From the BoP, the net exports contribution to GDP was +0.3% percentage points (slightly higher than NAB forecast of +0.2pps, and better than market’s 0.0pps) while total government spending in Q4 rose 0.9%, again better than the -0.7% we expected. There was a gain of 1.0% in government consumption spending, while government investment spending rose 0.6%
The downside risk to our 1.1% Q4 GDP forecast from the business investment and profits data seems to have been fully offset by the positive surprises on inventories, net exports and government spending, so we will stick with our 1.1% forecast for tomorrow’s GDP report.
On the detail, Australia’s current account deficit widened to $8.4bn in Q4 from $5.8bn in Q3. All the deterioration was in the value of trade in goods and services (down $2.5bn to $3.6bn), whereas the net income deficit was steady at -$11.8bn.
While there was an improvement in the real trade balance (export volumes up 2.2% and import volumes up only 0.6%, leading to the positive GDP contribution of 0.3pps), offsetting that was the deterioration in the terms of trade. The ToT fell 4.6% in the quarter, mostly due to a 5.5% fall in export prices (import prices fell 0.7%).
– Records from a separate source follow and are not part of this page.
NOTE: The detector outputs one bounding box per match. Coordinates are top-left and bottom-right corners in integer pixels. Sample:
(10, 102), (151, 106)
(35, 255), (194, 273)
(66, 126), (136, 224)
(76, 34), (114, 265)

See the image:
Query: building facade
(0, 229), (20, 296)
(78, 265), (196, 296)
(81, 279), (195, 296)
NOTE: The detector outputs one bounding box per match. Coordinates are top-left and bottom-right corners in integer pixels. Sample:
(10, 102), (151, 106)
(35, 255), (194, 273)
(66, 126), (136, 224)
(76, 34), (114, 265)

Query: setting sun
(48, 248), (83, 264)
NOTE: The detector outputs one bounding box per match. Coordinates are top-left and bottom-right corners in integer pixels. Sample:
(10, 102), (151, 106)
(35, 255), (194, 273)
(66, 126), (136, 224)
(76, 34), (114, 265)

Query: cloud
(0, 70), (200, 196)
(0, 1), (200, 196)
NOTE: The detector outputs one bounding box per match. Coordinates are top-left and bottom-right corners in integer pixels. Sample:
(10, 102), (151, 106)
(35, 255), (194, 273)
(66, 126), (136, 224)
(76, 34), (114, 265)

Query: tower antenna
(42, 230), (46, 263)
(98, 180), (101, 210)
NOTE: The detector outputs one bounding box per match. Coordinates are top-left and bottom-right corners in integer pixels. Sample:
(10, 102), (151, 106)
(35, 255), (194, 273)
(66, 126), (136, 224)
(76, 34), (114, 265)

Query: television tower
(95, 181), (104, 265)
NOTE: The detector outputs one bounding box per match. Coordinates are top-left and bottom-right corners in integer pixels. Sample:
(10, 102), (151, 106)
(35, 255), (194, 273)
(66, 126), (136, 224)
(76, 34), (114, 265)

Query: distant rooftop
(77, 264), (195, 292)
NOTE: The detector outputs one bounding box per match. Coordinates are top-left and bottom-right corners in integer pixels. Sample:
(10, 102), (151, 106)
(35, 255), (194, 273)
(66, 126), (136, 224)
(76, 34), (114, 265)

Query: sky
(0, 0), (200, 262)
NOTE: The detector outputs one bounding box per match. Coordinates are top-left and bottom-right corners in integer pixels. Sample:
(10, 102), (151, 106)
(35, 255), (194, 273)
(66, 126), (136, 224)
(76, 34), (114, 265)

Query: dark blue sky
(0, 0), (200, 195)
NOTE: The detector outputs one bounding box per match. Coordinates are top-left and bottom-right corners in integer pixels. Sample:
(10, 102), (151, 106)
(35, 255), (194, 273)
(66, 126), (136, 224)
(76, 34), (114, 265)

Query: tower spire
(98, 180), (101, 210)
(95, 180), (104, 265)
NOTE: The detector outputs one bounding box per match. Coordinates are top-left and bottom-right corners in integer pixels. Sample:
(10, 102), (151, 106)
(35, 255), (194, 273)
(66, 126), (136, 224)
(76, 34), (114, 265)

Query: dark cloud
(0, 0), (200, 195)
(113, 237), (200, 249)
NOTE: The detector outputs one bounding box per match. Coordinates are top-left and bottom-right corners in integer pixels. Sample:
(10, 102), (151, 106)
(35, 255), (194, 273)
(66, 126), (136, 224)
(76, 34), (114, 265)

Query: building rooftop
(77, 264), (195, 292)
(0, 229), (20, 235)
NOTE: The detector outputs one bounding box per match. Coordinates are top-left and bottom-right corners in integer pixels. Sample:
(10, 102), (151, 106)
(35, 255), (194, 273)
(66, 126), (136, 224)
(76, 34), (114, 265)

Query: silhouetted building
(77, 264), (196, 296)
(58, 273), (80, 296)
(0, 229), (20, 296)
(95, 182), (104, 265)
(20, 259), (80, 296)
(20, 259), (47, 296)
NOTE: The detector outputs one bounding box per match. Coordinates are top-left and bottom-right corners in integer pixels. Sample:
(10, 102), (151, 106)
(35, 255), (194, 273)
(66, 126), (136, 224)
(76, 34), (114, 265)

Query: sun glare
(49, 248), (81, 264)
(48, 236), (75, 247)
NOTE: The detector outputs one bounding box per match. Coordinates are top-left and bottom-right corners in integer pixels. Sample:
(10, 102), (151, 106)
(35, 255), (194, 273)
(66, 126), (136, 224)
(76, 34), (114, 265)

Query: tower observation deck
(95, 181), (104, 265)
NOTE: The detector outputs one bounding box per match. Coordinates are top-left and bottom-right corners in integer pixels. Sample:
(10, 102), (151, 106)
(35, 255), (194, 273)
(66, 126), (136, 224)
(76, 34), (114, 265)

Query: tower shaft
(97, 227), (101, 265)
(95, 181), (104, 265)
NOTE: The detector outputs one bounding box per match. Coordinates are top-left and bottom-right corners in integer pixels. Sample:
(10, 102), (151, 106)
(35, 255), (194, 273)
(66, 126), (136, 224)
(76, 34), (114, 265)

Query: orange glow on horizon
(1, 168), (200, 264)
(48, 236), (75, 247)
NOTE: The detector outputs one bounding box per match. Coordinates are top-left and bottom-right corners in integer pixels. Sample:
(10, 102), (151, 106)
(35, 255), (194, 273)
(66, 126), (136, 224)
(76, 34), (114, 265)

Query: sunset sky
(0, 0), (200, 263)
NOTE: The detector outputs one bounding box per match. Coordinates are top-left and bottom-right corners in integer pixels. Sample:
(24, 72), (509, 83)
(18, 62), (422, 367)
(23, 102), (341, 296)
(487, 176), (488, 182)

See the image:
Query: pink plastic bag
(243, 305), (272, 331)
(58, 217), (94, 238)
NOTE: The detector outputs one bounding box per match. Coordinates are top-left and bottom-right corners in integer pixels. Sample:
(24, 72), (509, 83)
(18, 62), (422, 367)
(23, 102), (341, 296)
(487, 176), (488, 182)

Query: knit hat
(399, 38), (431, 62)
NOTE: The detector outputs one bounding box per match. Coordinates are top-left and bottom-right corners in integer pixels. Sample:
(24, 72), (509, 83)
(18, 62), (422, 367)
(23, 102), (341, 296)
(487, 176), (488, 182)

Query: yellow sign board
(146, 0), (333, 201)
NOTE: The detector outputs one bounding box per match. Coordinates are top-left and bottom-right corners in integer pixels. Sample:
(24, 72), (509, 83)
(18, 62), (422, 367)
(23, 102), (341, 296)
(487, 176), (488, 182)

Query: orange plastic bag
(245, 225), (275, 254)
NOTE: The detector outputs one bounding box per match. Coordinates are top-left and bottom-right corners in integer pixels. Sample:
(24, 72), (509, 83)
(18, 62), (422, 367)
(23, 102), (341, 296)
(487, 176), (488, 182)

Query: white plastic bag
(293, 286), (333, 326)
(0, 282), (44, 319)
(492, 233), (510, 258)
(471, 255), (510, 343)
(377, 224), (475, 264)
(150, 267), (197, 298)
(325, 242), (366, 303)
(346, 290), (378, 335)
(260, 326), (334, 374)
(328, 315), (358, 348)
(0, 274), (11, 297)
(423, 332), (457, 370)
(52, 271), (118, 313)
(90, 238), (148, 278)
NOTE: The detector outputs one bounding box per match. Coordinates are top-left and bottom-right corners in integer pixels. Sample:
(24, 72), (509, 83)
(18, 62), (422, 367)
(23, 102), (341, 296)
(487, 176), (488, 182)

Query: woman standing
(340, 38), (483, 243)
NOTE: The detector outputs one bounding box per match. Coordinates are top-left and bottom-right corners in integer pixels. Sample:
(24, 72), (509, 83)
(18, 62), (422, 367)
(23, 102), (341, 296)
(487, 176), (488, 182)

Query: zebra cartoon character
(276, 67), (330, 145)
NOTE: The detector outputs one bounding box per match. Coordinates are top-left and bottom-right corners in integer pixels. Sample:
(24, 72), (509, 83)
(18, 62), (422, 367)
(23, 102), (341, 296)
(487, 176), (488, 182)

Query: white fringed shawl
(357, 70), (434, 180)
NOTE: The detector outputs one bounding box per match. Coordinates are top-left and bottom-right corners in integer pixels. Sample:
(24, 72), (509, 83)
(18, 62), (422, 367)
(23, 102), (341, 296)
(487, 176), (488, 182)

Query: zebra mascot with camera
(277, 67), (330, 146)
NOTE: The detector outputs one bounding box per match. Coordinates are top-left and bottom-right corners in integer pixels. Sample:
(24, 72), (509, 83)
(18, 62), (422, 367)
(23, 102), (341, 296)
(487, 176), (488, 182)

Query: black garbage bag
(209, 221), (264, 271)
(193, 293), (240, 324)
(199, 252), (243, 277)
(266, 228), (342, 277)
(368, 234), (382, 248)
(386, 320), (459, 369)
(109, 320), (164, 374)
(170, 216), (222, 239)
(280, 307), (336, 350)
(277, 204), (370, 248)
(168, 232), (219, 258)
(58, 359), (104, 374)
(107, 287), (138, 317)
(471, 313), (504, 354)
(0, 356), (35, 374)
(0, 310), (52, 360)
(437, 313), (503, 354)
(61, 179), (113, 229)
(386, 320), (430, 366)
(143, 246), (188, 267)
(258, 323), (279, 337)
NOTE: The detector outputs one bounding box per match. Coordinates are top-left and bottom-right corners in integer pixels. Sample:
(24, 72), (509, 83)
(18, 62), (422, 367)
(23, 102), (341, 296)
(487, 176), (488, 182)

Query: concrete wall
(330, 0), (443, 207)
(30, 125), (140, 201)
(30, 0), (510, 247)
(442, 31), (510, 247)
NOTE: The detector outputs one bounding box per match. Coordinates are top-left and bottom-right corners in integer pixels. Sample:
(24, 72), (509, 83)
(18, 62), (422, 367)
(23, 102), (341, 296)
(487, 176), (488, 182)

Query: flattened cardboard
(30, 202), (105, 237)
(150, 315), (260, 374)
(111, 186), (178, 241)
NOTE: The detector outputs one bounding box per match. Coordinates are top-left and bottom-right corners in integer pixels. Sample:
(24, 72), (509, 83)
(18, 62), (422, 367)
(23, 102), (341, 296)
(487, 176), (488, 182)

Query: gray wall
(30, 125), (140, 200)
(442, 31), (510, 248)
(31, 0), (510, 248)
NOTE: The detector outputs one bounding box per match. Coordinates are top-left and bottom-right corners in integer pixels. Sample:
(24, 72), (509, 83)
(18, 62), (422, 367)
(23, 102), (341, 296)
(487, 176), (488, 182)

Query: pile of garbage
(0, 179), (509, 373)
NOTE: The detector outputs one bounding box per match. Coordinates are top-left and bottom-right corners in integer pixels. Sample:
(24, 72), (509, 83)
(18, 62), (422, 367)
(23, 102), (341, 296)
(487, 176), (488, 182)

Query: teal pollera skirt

So in value terms, exports values rose only 0.4% while import values rose 3.8%.
Indeed, export volumes of cereal grains, metal ores and minerals, metals, and coal exports all rose in Q4, but prices for all these sectors saw declines.
In coming quarters we expect that export volumes will not keep up with the growth in import volumes. Combined with a continuing fall in the terms of trade, the current account position will continue to deteriorate. As a % of GDP the current account deficit now stands at 2.3%, but in a year’s time we expect that will more than double to over 5%.